Return of the NAIC-3?
January 21, 2010
With the buy side no longer running scared from the private placement market, some say risk is the new black. And sources speculate that this renewed confidence in the market might mean the return of the NAIC-3.
“The high yield market has been on fire,” said a sell-side source. Taking their cue from this, some investors may now be open to investing in weak BBB credits or even NAIC-3 companies, he speculated. However, even before the financial crisis, private placements in NAIC-3 companies were few.
Sell-side sources agree some insurance companies could be open to NAIC-3s now because they have cash to deploy. “A weak BBB- with positive momentum” could stand a chance in this environment, one sell-side source said.
The buy side is getting more comfortable with these weaker credits as long as the companies are “structurally sound” and they get the covenants they want, said an industry lawyer. About a year and a half ago, even with covenants, the buy side would go nowhere near such companies.
Most insurance companies prefer investing in NAIC-1 and NAIC-2 companies, buy-side sources agree.
According to data compiled by Private Placement Letter, in 2008, on average NAIC-3 companies accounted for less than 7% to total private placement volume. NIAC-2s accounted for an average of 55% and NAIC-1s were 40%.

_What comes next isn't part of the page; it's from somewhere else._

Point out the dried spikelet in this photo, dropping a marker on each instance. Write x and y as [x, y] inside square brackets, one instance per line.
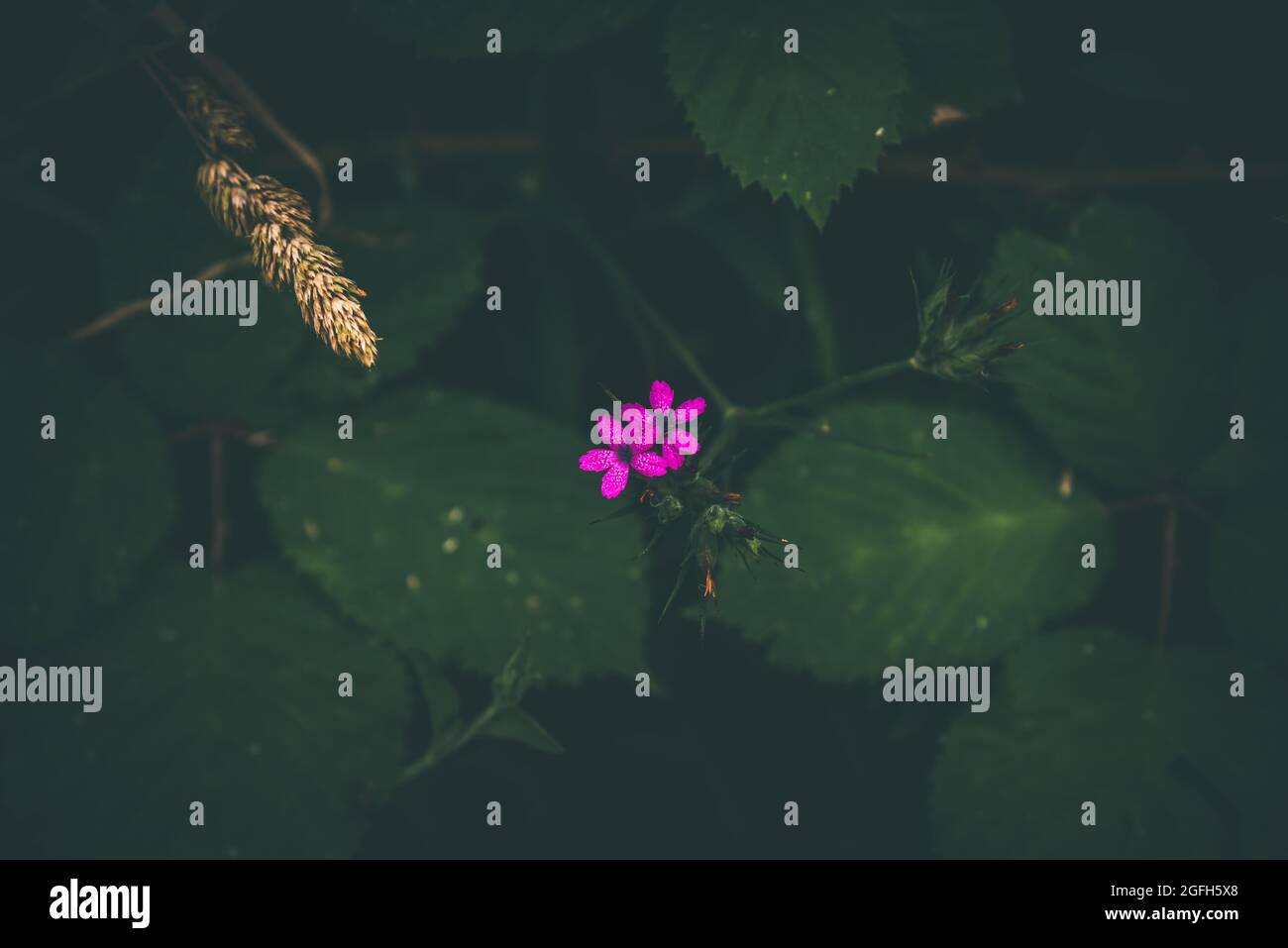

Sources from large buy-side firms have said they like to invest in NAIC-3 companies and have historically done so. However, this particular market is rather shallow. In addition to this, NAIC-3 issuance has shrunk in the last decade, said one source in a large buy-side firm. Other sources in insurance companies agree that it is likely BBB credits will see a return to the private placement market.
In 2008, according to a survey done by Private Placement Letter, Prudential and MetLife invested $692 million and $270 million, respectively, in NAIC-3 issuers. During the same year, Mutual of Omaha invested $65 million in NAIC-3 deals, while deploying $142 million in NAIC-1 deals and $362 million in NAIC-2 issues. Advantus Capital Management invested $9 million in NAIC-3 companies, along with $94 million in NAIC-1 deals and $283 million in NAIC-2 deals.
There was little to no demand for NAIC-3 in 2009. Except for a few deals with large insurance companies, on the whole BBB- and NAIC-3 issuers were not able to tap the private placement market.
Even though the comfort level around NAIC-3s is growing, some wonder how fast these deals will get done. One sell-source said he would be surprised to see any NAIC-3 deals take place during the first half of the year.